In the evenings, Daniel worked with Ian on projects in the shed. They barely spoke and never drank. Ian hosted poker nights, which Peter and Laila joined. An easy rhythm had returned to Daniel’s friendships, as if the Feverdrops Slaughter had melted the fences around him. When they played cards, Pamela often sat with them, teasing them about their unimpressive skills, sometimes playing a hand. She made milkshakes and served homemade cakes and wore her hair in a ponytail. She asked if the men were okay, her voice different from before, now that of a woman who was done hiding both her fears and her strengths. Her nail polish was often chipped, but she seemed prettier without the layers of makeup. The stilettos were still present, especially the pink flowery ones, which she wore often. Where they had seemed creepy before with their too-girlish sexiness, they were now an emblem of a whimsical era quickly slipping away. Sometimes Daniel caught her studying her feet as if wondering whether that time had ever really existed.

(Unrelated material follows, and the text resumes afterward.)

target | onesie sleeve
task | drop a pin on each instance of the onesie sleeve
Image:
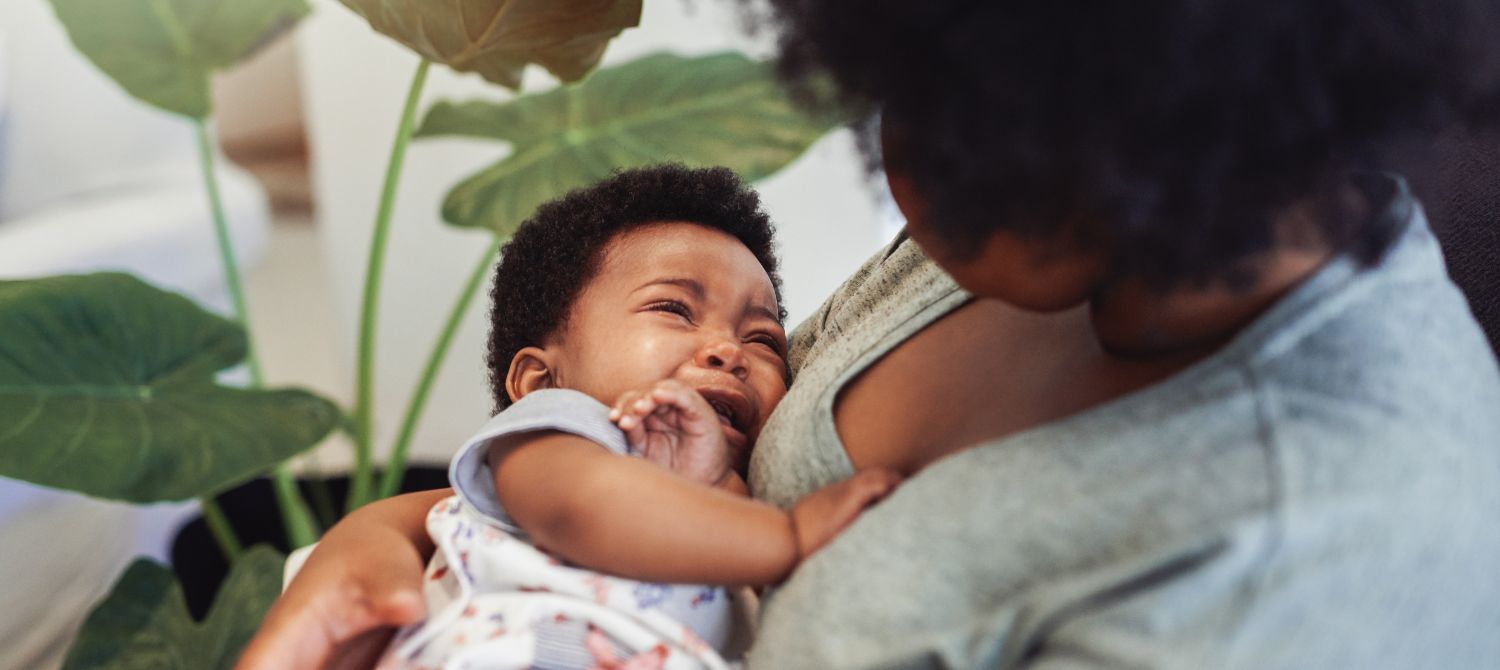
(543, 409)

“Royal flush,” Peter said, displaying his hand.
Daniel pushed his tokens toward him. “You’re better at this than I remember.”
“I’ve been playing with Sherzai a lot.”
“Really? He never mentioned it.”
When Peter told him the vice-minister was helping him with research, Daniel was surprised. “I didn’t realize you were writing.”
“Why wouldn’t I be? It’s what I do.”
“How much longer are you planning to stay?” Surely it couldn’t be long. “Most foreigners are taking off, and here you are making yourself at home.”
“A historian doesn’t walk away from history when it’s unfolding before him.”
Ian reached into his pocket and scattered cigarillos across the card table. “You writing about the Commies, Mr. Prof?”
Peter shook his head. He said he wasn’t writing about the massacre, either. “I write about the past, remember? I’ve had some ideas since arriving here.”
Daniel offered to introduce him to other officials, but Peter declined. “Sherzai is enough. Most of what he’s told me I’d already guessed, but it’s good to have him as a source.”
Afraid Peter would launch into a tedious lecture, Daniel changed the topic to baseball. “Who do you like for the Series?”
“Yankees,” Ian said.
“Dodgers,” Peter countered, handing him the deck.
Ian dealt while Daniel considered his old professor, who’d come here without much of a plan. He realized something else, too. If he and Rebecca were the best friends Peter had, the professor was a lonely man.